October 15, 2015
The Society of Vertebrate Paleontology is meeting in Dallas and KERA public radio reporter Kat Chow set out to discover what is a "vertebrate paleontologist."
She interviewed Professor Louis Jacobs, a world-renowned vertebrate paleontologist in SMU's Roy M. Huffington Department of Earth Sciences and president of the University's Institute for the Study of Earth and Man.
"We specialize in animals with backbones, and how they’re preserved in the rocks, and what they mean, and what they tell us about how the earth got to be the way it is," said Jacobs, whose recent identification of a new species of marine mammal is causing a stir at the conference.
Listen to Chow's interview. or read her story.
As the society points out in its brochure for the conference: "The great state of Texas is fortunate to encompass a broad spectrum of geological regions, providing a diverse range of paleontological exploration and discoveries within the state.

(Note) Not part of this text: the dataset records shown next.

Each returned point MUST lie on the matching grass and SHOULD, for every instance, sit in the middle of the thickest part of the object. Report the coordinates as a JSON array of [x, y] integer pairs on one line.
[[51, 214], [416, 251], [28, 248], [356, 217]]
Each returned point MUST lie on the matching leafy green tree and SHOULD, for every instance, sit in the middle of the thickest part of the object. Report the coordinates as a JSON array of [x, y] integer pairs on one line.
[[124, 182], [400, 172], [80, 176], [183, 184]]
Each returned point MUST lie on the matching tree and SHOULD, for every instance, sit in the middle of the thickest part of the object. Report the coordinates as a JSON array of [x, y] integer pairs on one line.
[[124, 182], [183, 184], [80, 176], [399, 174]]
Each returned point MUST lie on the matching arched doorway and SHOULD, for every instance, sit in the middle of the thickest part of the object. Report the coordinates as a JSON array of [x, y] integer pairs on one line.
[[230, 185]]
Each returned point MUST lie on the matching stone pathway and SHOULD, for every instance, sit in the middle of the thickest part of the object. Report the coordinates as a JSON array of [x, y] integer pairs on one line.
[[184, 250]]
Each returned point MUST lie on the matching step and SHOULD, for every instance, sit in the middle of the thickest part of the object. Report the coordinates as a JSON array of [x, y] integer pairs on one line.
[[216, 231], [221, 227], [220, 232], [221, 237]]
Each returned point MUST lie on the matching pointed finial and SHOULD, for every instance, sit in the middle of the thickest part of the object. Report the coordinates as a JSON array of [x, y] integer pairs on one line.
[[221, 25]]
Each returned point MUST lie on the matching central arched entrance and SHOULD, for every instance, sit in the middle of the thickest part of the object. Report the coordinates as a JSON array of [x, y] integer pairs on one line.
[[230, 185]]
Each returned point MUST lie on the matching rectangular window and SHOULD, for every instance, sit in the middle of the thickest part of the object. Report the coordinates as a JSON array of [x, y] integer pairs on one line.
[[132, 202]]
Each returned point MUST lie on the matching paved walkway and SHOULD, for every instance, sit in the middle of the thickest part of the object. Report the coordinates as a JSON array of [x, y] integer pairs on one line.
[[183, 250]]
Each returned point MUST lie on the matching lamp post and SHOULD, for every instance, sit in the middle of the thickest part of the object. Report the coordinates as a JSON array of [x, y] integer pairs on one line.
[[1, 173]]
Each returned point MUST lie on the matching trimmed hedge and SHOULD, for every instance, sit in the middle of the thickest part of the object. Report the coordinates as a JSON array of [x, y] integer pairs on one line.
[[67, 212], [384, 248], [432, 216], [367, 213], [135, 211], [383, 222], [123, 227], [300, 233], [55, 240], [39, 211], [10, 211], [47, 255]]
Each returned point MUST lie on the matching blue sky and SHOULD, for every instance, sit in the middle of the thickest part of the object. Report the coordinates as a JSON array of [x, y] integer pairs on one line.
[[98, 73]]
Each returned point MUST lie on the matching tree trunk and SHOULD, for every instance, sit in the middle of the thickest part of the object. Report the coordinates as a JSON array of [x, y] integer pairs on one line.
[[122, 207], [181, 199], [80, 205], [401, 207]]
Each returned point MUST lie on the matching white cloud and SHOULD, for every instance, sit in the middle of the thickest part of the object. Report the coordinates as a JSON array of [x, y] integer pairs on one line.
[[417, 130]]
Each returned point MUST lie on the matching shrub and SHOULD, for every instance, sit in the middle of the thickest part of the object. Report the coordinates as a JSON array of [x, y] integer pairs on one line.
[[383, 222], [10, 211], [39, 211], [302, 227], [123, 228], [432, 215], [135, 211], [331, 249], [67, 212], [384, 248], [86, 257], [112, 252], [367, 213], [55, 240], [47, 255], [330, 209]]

From the classic Permian redbeds of north-central Texas, to the fossil-rich Late Triassic exposures of the Texas Panhandle, Cretaceous exposures from the Big Bend region of western Texas stretching across the state beyond Dallas and Austin, through the broad expanse of Cenozoic coastal plain deposits in the south and east, and a rich Pleistocene record all across the state, Texas provides a remarkable breadth of paleontological opportunities.
"Even within a two-hour’s drive from Dallas one can find Permian, Early Cretaceous, Late Cretaceous, Paleogene, and Pleistocene vertebrate fossil-bearing sites," it said.